Em entrevista ao programa, o médico ortopedista Alexandre
Vieira Alves, coordenador da ala de Ortopedia do HGCA, informou que o aumento
no número de internamentos por quedas foi de, aproximadamente, 30%. A maioria
dos casos foi de pacientes idosos. “No final de semana, tivemos um aumento no
número de pacientes vítimas de queda. Inclusive, vários idosos internados com
fratura de fêmur, de várias idades, mas muitos que estão na emergência, hoje,
foram vítimas de queda”, disse.
O médico chamou a atenção para a necessidade de se minimizar
os riscos desse tipo de acidente. “Com o paciente idoso tem que haver um trabalho
de prevenção. Então, tudo que gera risco de queda tem que ser evitado. Já temos
um número grande de pacientes vítimas de queda, diariamente, mas eu percebi um
aumento de cerca de 30% na quantidade de idosos”, reiterou.

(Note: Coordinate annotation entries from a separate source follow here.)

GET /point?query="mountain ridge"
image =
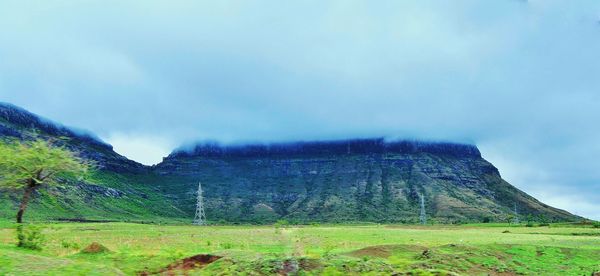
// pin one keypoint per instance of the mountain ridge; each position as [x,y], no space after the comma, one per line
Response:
[353,180]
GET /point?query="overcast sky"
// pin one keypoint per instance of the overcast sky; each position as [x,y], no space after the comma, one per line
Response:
[521,79]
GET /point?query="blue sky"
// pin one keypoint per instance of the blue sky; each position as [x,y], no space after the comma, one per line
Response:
[518,78]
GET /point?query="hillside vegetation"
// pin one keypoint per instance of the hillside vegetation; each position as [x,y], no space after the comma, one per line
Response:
[365,180]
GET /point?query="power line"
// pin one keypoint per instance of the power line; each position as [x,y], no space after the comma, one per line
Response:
[200,217]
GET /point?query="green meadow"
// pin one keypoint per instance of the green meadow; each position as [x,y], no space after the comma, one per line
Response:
[147,249]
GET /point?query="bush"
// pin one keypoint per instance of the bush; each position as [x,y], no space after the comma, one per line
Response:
[30,237]
[282,223]
[70,245]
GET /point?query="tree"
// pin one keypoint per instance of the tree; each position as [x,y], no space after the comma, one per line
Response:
[29,165]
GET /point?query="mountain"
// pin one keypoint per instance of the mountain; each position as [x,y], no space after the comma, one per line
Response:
[346,181]
[116,190]
[361,180]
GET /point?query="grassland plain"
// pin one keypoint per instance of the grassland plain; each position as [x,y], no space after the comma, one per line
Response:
[496,249]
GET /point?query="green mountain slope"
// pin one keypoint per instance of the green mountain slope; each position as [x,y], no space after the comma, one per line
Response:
[117,190]
[366,180]
[343,181]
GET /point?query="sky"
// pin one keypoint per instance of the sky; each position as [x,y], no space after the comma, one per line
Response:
[520,79]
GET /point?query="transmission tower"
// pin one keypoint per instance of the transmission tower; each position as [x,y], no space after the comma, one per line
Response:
[516,218]
[423,215]
[200,217]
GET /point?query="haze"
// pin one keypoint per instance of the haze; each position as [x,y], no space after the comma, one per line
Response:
[517,78]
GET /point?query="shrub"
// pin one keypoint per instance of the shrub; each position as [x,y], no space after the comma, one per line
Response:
[66,244]
[282,223]
[30,237]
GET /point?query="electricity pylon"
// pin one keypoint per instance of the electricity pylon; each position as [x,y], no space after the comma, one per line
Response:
[516,218]
[200,217]
[423,216]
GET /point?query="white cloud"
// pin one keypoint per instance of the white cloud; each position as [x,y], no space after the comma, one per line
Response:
[148,150]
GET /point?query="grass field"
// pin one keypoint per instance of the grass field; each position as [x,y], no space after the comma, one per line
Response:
[304,250]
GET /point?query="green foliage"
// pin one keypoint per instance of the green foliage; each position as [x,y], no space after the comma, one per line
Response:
[36,162]
[30,237]
[333,249]
[282,223]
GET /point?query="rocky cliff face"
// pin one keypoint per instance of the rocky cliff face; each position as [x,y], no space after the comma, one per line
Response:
[350,180]
[117,190]
[335,181]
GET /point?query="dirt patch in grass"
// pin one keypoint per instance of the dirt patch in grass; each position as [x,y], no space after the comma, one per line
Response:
[384,251]
[183,265]
[309,264]
[95,248]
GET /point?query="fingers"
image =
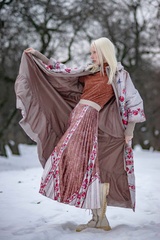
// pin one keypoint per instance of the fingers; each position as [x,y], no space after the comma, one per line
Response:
[128,139]
[29,50]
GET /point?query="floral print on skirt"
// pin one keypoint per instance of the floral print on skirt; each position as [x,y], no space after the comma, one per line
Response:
[71,174]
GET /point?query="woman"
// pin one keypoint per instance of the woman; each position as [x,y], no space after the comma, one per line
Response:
[92,162]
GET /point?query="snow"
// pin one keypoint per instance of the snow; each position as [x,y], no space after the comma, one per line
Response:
[27,215]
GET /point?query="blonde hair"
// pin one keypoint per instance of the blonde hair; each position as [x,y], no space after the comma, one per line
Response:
[106,53]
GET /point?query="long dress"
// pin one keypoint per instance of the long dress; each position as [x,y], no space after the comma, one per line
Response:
[73,172]
[46,99]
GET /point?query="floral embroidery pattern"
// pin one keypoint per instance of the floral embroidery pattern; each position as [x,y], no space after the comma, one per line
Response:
[78,198]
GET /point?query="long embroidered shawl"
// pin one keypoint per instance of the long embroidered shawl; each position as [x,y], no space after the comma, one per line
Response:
[47,123]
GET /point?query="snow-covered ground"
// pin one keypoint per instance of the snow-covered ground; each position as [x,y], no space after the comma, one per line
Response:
[27,215]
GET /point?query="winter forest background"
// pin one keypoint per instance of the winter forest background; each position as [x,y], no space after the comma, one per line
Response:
[64,29]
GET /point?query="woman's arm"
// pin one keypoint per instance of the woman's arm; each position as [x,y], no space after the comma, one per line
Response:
[39,55]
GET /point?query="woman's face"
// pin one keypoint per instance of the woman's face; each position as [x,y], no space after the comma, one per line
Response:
[94,56]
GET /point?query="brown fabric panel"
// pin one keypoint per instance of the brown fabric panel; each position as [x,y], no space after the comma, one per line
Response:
[48,100]
[111,145]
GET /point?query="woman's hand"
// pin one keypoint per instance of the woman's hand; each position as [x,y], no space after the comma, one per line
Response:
[128,139]
[30,50]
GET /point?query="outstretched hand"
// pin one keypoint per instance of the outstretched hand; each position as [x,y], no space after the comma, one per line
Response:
[128,139]
[30,50]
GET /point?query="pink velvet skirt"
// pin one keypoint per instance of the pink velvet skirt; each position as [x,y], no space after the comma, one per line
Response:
[71,174]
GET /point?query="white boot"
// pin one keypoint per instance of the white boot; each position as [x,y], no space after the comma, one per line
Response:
[99,219]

Para o especialista, aumento dos acidentes pode ter sido,
sim, ocasionado pelos santinhos acumulados nas ruas. “Eu acredito que a grande
quantidade de santinhos espalhados pela cidade durante as eleições podem ter
sido a causa desse aumento. Os santinhos, de qualquer forma, são lixo. E vi
muitos na rua, vários no asfalto e nas calçadas. Então, é mais um fator que
pode predispor aos acidentes. Os idosos sem um equilíbrio bom passam e
escorregam nesses papéis, misturados com alguma sujeira, lama, e isso pode propiciar
uma queda”, observou.
Ele salientou, ainda, que fraturas em idosos elevam o índice
de morbidade e mortalidade. “A fratura mais comum no idoso é a de rádio distal,
que a gente tem visto muito na Unidade de Pronto Atendimento (UPA), de muitos
idosos que caem ou tropeçam. E a fratura do fêmur, que é o carro-chefe, é causada,
principalmente, por quedas. O risco de se ter esse material na rua é fazer com
que as pessoas escorreguem, além de ser lixo, que pode interferir na saúde
pública. Hoje, na era digital é inconcebível que ainda tenhamos essa quantidade
de lixo nas ruas”, ponderou.
Nos idosos as fraturas são mais graves e levam a
internamentos mais prolongados, gerando custo para o estado. Conforme Alexandre
Vieiras Alves, esse público é mais suscetível a quedas, assim como as crianças.
“Em casa os idosos têm que fazer de tudo para terem uma
segurança a mais, para evitar escorregões, então evitar qualquer tipo de lixo,
papel no chão, sempre tem que ter alguém olhando esses idosos, porque eles não
têm um equilíbrio satisfatório, então é preciso uma rede de apoio para esses
idosos para que eles não venham a cair, e os santinhos estarão ocasionando um
fator extra. Eu acredito que deva existir uma política de prevenção de
acidentes maior no município”, orientou.
Conforme o Tribunal Regional Eleitoral (TRE), o candidato que
ordenar ou permitir o derramamento de materiais de campanha nas ruas estará
praticando propaganda irregular, sob pena de multa, além da apuração do crime,
conforme previsto na legislação eleitoral (Lei nº 9.504/1997).